Is the source for Screen to GIF available?
Screen to GIF is a static page running an open-source engine in your browser, so a typical corporate firewall does not get in the way as long as it allows JavaScript to load from Favtoo. For teams that need to host it themselves on an internal network, the underlying engine (standard browser APIs) is open-source and can be packaged into a private build with the same behaviour. Reach out via the Contact page if that is something you are exploring.
Does Screen to GIF require a browser extension or plug-in?
No installation is needed.

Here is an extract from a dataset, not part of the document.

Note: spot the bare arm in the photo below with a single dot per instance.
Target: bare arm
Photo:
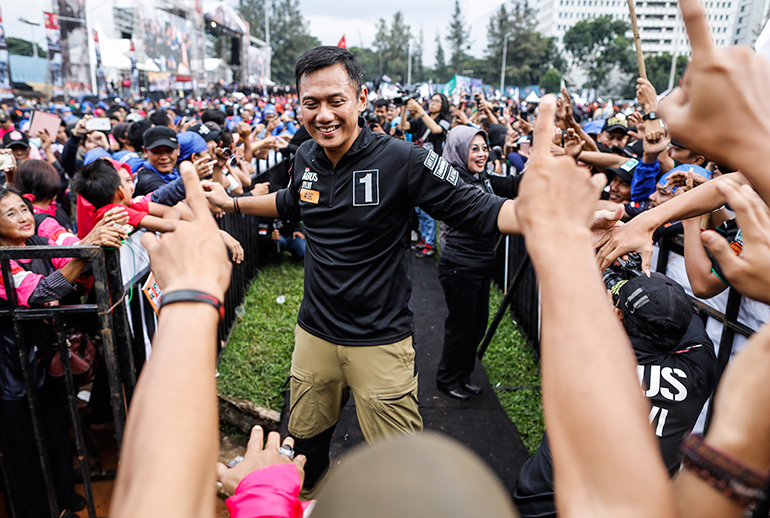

Screen to GIF runs as a normal web page, with no browser extension, no native helper, and no separate desktop client to download. That is partly a privacy choice — extensions can request broad permissions, while a regular page is sandboxed by default — and partly a convenience one: you can use Screen to GIF on any computer you have temporary access to without leaving anything installed on it.
How often is Screen to GIF updated?
Screen to GIF is updated whenever the underlying engine releases an improvement or a bug fix. Because the tool is delivered as a static page, every visit fetches the latest version automatically — there is no "version" to manage on your end. If a particular release ever changes default behaviour, the change is documented on Favtoo's changelog so you can confirm what shifted.
Can I use Screen to GIF offline?
Once the page is loaded, Screen to GIF can complete jobs without an active internet connection — the engine is bundled with the page, so there is no per-job network call. The initial page load does require a connection (to fetch the static assets), but after that you can disconnect entirely and the tool will still work. This is a side-effect of the local-first architecture, not a deliberate "offline mode" feature.
What is the maximum file size for Screen to GIF?
Inputs are capped at 50 MB per file, which keeps memory usage stable across phones, tablets and older laptops. You can run Screen to GIF as often as you need; every run produces a full-quality result.